众人的目光,在陛下,皇后,三长老之间打转。这时,太子忽然发现一个很奇怪的事情:三长老站立的方位变换了!
那是依照金木水火土的方位站立的。每人之间,约莫三尺的距离。
但是,却已经足以让大门被封死。
仿佛无形之中,竖立了一道铜墙铁壁——那是一种气场——形成气墙——密密麻麻,却又是无形的。
众人均感到一股压力迫来,却不知道究竟怎么躲避,仿佛有一口闷气淤积在胸口在胸口,怎么都吐不出来。
安特烈也暗道不妙。
这样的架势,他是领教过的,当初三长老带了大祭司走的时候,便是这样的气场——一个一百多岁的老人,能随意拎起大祭司,如拎一只鸡一般!
那种高强的武艺,就算自己能嘲笑他们不能真正的腾云驾雾,但是,却是绝对的功夫高手。
四面楚歌8
他悄然看了一下四周,就一队御林军。陛下的其他人马和大臣都在外面。神殿的教徒也在外面。
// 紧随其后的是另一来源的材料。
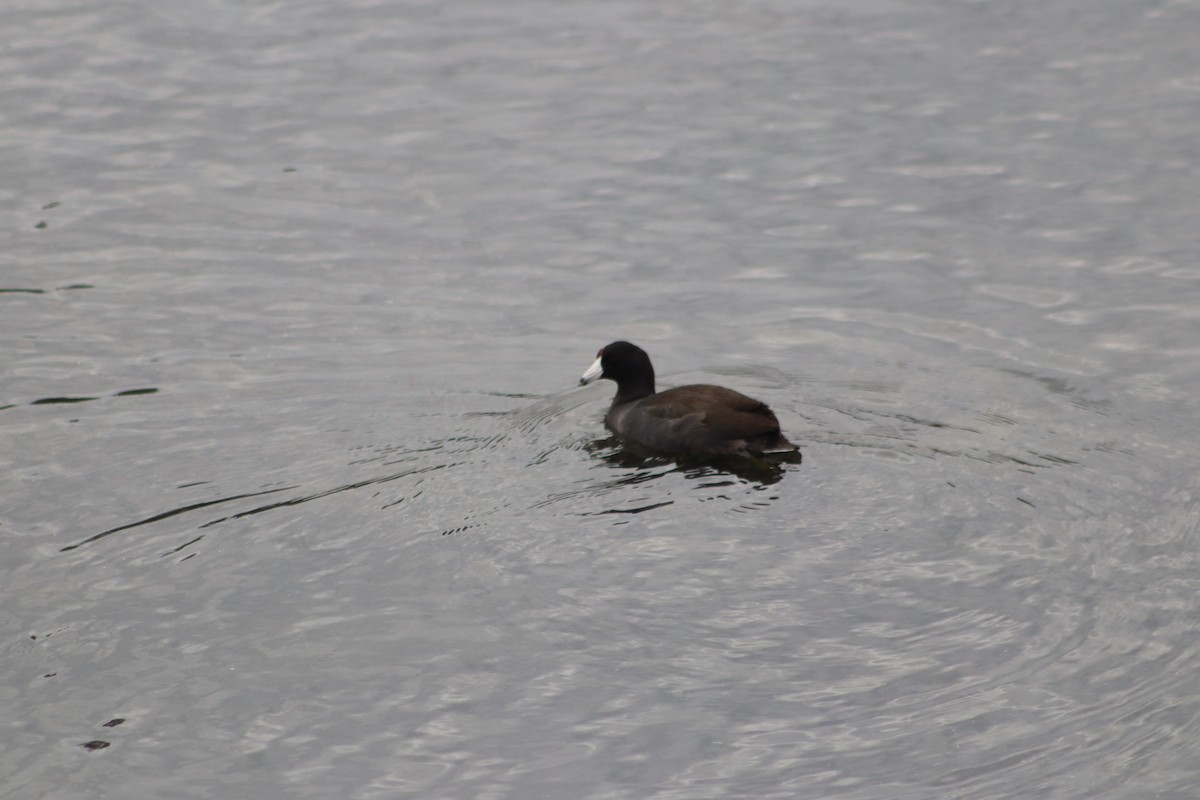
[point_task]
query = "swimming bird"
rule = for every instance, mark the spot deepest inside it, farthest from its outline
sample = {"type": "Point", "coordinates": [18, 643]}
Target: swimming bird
{"type": "Point", "coordinates": [697, 419]}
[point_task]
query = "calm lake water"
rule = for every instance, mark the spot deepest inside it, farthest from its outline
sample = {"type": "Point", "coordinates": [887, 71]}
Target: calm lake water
{"type": "Point", "coordinates": [300, 498]}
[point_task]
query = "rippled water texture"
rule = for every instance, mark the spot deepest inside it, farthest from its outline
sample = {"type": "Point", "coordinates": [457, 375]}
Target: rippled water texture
{"type": "Point", "coordinates": [300, 498]}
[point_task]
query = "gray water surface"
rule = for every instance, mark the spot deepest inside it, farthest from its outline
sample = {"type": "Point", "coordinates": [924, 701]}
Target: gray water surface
{"type": "Point", "coordinates": [300, 498]}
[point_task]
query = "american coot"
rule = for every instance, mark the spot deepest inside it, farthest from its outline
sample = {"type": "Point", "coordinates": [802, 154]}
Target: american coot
{"type": "Point", "coordinates": [697, 419]}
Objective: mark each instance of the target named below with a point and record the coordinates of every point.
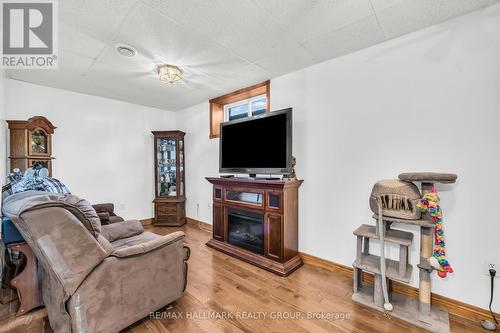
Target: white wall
(428, 101)
(103, 147)
(3, 131)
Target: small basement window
(239, 104)
(245, 108)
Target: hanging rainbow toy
(430, 202)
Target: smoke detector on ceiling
(126, 50)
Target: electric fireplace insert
(246, 230)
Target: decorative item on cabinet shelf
(31, 143)
(169, 178)
(292, 174)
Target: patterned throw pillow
(55, 185)
(47, 184)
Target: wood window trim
(217, 104)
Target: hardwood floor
(221, 285)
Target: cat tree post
(424, 292)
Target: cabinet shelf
(169, 178)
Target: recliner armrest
(149, 245)
(105, 208)
(121, 230)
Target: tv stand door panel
(218, 222)
(274, 232)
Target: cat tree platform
(406, 308)
(417, 311)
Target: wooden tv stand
(271, 209)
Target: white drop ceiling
(222, 45)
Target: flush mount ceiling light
(169, 73)
(126, 50)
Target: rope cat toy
(430, 202)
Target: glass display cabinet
(169, 178)
(31, 143)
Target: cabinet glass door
(166, 168)
(181, 167)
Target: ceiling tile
(222, 45)
(286, 60)
(351, 38)
(71, 68)
(239, 26)
(79, 42)
(96, 18)
(409, 15)
(306, 20)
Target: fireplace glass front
(246, 230)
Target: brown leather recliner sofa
(97, 278)
(106, 213)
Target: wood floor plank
(220, 284)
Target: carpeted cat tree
(400, 201)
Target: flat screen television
(260, 144)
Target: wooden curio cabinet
(170, 196)
(31, 143)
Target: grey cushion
(428, 177)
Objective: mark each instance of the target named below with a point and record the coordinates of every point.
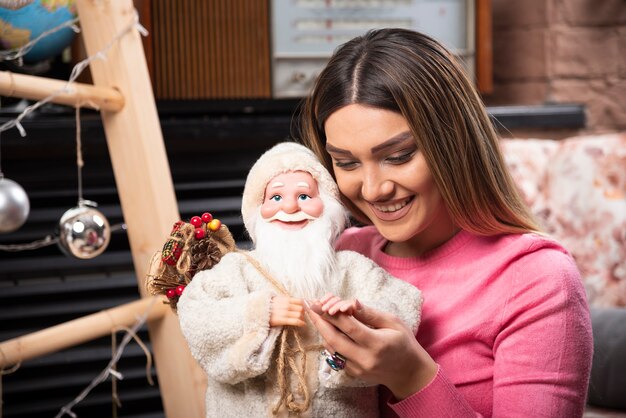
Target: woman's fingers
(286, 311)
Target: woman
(505, 329)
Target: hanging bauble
(14, 205)
(84, 232)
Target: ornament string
(131, 333)
(79, 157)
(115, 375)
(76, 71)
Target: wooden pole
(144, 184)
(78, 331)
(37, 88)
(484, 47)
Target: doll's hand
(331, 305)
(286, 311)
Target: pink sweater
(506, 319)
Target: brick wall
(562, 51)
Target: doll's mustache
(290, 217)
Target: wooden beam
(484, 47)
(78, 331)
(144, 184)
(36, 88)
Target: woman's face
(382, 172)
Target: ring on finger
(336, 361)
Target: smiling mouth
(393, 208)
(291, 225)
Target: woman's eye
(345, 165)
(401, 158)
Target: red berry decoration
(215, 224)
(199, 233)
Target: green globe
(23, 20)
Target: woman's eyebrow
(332, 149)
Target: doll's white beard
(302, 260)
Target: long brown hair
(412, 74)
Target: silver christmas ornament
(14, 205)
(84, 232)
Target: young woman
(505, 328)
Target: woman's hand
(286, 311)
(331, 305)
(378, 347)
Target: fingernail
(315, 307)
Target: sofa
(576, 187)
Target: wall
(562, 51)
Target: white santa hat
(284, 157)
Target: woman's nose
(376, 186)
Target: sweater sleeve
(224, 317)
(541, 354)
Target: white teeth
(392, 208)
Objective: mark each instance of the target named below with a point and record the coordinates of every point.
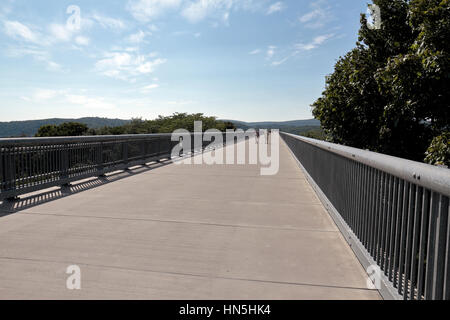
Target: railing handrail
(68, 139)
(422, 174)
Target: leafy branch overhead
(390, 94)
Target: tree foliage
(137, 126)
(66, 129)
(165, 125)
(439, 151)
(391, 93)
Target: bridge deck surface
(180, 232)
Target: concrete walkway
(182, 232)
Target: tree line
(390, 94)
(161, 124)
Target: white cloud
(45, 94)
(200, 9)
(146, 10)
(126, 65)
(108, 22)
(317, 41)
(149, 88)
(60, 32)
(137, 37)
(280, 62)
(270, 52)
(276, 7)
(193, 10)
(319, 16)
(39, 54)
(82, 41)
(20, 31)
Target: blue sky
(248, 60)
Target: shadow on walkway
(27, 201)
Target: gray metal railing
(393, 212)
(30, 164)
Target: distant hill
(30, 127)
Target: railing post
(100, 166)
(9, 172)
(65, 164)
(125, 153)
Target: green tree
(390, 94)
(439, 151)
(67, 129)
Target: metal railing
(392, 211)
(31, 164)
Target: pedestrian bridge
(162, 230)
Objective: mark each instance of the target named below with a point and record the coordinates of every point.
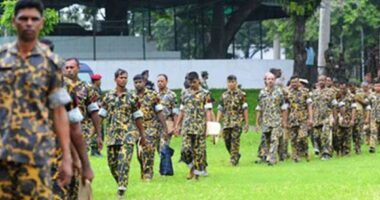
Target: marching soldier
(149, 103)
(373, 116)
(346, 120)
(233, 106)
(324, 112)
(120, 110)
(88, 103)
(195, 111)
(300, 117)
(271, 117)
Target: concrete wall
(249, 72)
(107, 47)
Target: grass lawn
(352, 177)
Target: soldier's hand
(142, 141)
(99, 142)
(246, 128)
(257, 128)
(311, 123)
(87, 174)
(65, 171)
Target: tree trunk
(299, 46)
(223, 33)
(116, 18)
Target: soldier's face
(122, 80)
(295, 83)
(231, 85)
(376, 87)
(28, 23)
(321, 81)
(162, 82)
(269, 81)
(194, 84)
(71, 69)
(139, 84)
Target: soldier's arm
(80, 147)
(219, 115)
(208, 106)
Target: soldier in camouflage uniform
(373, 116)
(96, 85)
(149, 103)
(119, 109)
(346, 120)
(195, 111)
(358, 129)
(32, 100)
(271, 117)
(324, 112)
(88, 103)
(78, 147)
(170, 108)
(300, 117)
(233, 106)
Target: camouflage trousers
(375, 130)
(269, 144)
(283, 143)
(323, 139)
(358, 135)
(232, 141)
(146, 153)
(24, 181)
(193, 152)
(119, 162)
(88, 135)
(298, 137)
(342, 140)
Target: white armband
(158, 108)
(208, 106)
(75, 116)
(92, 107)
(245, 106)
(103, 112)
(284, 106)
(137, 114)
(59, 97)
(220, 108)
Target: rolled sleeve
(137, 114)
(208, 106)
(158, 108)
(103, 112)
(59, 97)
(75, 116)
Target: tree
(50, 15)
(222, 31)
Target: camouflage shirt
(374, 106)
(271, 104)
(88, 99)
(298, 100)
(169, 102)
(119, 111)
(194, 105)
(149, 104)
(324, 100)
(30, 89)
(233, 104)
(345, 106)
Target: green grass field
(352, 177)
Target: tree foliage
(50, 15)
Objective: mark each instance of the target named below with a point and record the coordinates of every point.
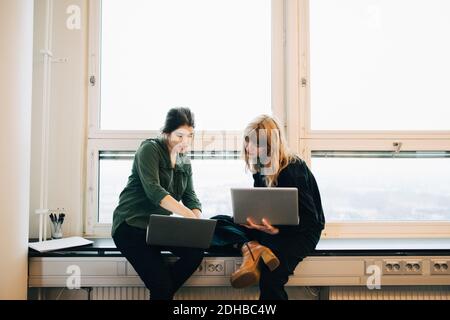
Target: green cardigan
(152, 178)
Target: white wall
(16, 44)
(68, 116)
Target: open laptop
(278, 205)
(180, 232)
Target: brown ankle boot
(248, 274)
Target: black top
(297, 175)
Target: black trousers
(161, 279)
(290, 249)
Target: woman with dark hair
(161, 176)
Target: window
(375, 104)
(383, 65)
(217, 57)
(370, 186)
(203, 53)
表面看来,是自己这一方人多势众,对方,不过才区区六个人。而且,阿当祭司还已经被拿住了。
可是,事实上,己方已经落了下风了。
真要是打斗起来。自己等人岂是这三个老怪物的对手?
他心里紧张得出奇,金黄色的头发不停地晃动。
通灵道长却拿了拂尘,挥舞了一下。是很漫不经意的。然后,他旁边的玄空大师,也双手合什。
众人仿佛这才注意到这个老和尚。他几乎从头到尾,从来没有说过一句话,也没露出任何的神情。众人几乎都快忘了他了,以为他是一个来滥竽充数的陪衬。
但是,这两个人稍微动了一下,那股无形的压迫,忽然减轻了一些。
这时,太子又发现,这二人是按照八卦阵站位的。不知是什么时候挪动的身形,没有任何人注意到。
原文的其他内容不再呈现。